After several seconds, the spirit felt the boy's light brightening, and the child seemed to be doing better. The woman called down to the man, telling him of the boy's improved condition. The man uttered a brief apology to whoever he had called before hanging up the phone and dashing back up the stairs.

Eventually, after lunch and conversation (while the adults kept an inconspicuous eye on the child), the man, the woman, and the boy of Light left, Sugoroku having promised to teach the boy how to build a "beginner's domino spiral" the next time they visited. In the silence that followed their departure, Sugoroku went about cleaning his shop with a content and relieved expression on his face, though there was an undertone of niggling worry that seeped into his aura. The spirit found that it felt the same way, and waited both eagerly and anxiously for the next visit from the group of three.


Almost four weeks later, a phone call came in. This in itself wasn't all that uncommon, but Sugoroku's reaction to it definitely was. He slowly hung up when the call finished, then quietly helped the one customer in the store pay for his things. Once the customer had left, Sugoroku walked to the front of the shop, flipped the sign from "OPEN" to "CLOSED" and headed up the stairs to the building's living quarters. There he waited in silence on the couch until a knock came at the door.

At first, the spirit almost didn't recognize the one who knocked as the woman from the family group. She was so filled with unpleasant emotions that her light was mostly obscured by them.

It did, however, recognize the boy of Light. Its excitement at his arrival was unfortunately dampened by the somber mood of the adults though, and the spirit realized for the first time that there was something off about the group waiting at the door: instead of three people, there were only two. For some reason, the man wasn't there.


Sugoroku opened the door and Akako led her son by the hand into the shop. As soon as the door was closed behind them, she crouched down so she could look the little boy in the eye.

"Yuugi? Jii-chan is going to be looking after you for awhile. You be a good boy while I'm gone, okay?" The child nodded, and Akako cupped his cheek tenderly. "I'll come pick you up in a few hours, sweety. I'm sure you'll have lots of fun."

She then turned to Sugoroku. The man spread his arms a little in invitation before wrapping her in a hug. She leaned into it, gripping fistfuls of his shirt and taking a deep, shaking breath.

"Mama?"

Both adults turned to look at Yuugi, who stared back with a worried expression. "What's wrong, Mama?"

Akako froze. She was about to give him an excuse, something to reassure him that everything was fine, but one look in his eyes stopped the words from coming out. No matter what cover-up she offered, he'd be able to see right through it. Her son had always been very perceptive when it came to others' feelings, and while it was an admirable and uncommon trait even for someone twice his age, it was working against her in this case. She took a deep breath to center herself.

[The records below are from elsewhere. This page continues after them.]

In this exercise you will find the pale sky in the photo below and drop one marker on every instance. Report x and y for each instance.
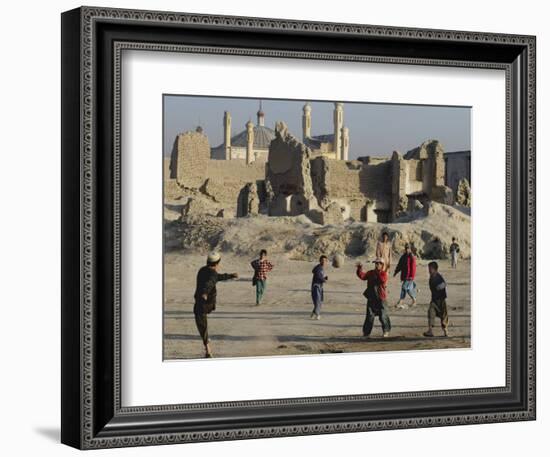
(375, 129)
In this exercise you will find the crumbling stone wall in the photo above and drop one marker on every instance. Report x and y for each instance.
(294, 182)
(189, 159)
(288, 175)
(431, 154)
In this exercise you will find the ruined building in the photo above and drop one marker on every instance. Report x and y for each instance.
(333, 145)
(252, 143)
(295, 179)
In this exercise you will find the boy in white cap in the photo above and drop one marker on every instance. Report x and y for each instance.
(375, 294)
(205, 295)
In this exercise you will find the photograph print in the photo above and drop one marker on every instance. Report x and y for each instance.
(307, 227)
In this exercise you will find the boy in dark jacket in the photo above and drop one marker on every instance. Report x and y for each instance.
(407, 267)
(438, 304)
(376, 297)
(317, 281)
(205, 295)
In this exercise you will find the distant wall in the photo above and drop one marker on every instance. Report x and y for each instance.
(226, 178)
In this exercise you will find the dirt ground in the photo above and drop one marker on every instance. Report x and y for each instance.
(281, 324)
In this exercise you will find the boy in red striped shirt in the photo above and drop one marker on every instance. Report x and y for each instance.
(261, 267)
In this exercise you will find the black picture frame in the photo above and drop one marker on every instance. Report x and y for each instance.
(92, 415)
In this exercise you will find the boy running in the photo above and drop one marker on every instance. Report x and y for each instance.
(319, 278)
(454, 249)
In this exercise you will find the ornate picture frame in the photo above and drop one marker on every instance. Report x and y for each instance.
(92, 41)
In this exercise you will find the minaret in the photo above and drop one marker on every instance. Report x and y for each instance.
(227, 134)
(306, 122)
(345, 143)
(249, 142)
(338, 124)
(260, 115)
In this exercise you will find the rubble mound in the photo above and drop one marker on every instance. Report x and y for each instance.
(429, 231)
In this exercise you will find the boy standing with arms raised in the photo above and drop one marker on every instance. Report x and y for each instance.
(376, 297)
(205, 295)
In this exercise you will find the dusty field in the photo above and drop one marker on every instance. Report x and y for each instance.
(281, 325)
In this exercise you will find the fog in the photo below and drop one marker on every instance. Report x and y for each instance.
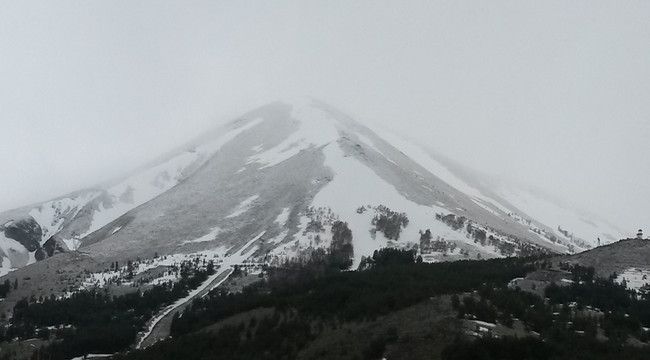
(553, 93)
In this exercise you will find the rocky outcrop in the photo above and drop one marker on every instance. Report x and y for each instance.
(26, 231)
(54, 245)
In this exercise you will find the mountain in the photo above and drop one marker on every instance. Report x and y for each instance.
(274, 183)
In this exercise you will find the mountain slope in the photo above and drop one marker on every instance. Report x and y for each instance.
(281, 175)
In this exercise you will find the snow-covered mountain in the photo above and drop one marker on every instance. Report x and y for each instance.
(282, 175)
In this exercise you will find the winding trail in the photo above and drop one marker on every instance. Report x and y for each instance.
(159, 327)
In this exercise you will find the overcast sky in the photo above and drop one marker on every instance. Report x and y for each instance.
(553, 93)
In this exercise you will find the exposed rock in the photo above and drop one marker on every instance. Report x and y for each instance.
(26, 231)
(54, 245)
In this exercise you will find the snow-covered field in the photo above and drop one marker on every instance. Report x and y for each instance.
(634, 278)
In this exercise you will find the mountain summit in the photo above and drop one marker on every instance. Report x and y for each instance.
(284, 179)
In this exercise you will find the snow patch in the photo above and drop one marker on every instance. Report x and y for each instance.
(243, 207)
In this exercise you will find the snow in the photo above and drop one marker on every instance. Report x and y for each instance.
(243, 206)
(151, 182)
(554, 215)
(72, 244)
(277, 239)
(5, 266)
(438, 169)
(283, 217)
(371, 144)
(210, 236)
(425, 160)
(226, 267)
(483, 323)
(10, 246)
(635, 278)
(354, 185)
(51, 215)
(316, 128)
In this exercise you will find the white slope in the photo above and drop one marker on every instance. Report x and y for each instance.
(148, 184)
(89, 210)
(315, 157)
(525, 204)
(554, 215)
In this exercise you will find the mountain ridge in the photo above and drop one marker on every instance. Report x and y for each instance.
(286, 146)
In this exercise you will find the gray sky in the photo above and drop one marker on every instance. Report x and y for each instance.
(553, 93)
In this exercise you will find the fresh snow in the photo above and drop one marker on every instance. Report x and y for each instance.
(316, 128)
(226, 267)
(354, 184)
(554, 215)
(207, 237)
(243, 206)
(148, 184)
(283, 217)
(635, 278)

"Your father… he's… been in an accident, Yuugi…" she began, hoping all the while that what she was saying didn't make her a terrible mother.


Not many days after the first time the woman dropped the little boy off at Sugoroku's house-shop, she and the boy – who was named Yuugi, as the spirit had discovered – returned with armfuls of boxes and bags. The spirit learned that "moving in" was the term for what they were doing.

As the woman and the boy continued bringing in their belongings, Sugoroku's home started getting cramped, and the old man had to move some of his own possessions into storage. It was because of this that the boy finally came across the spirit's artifacts.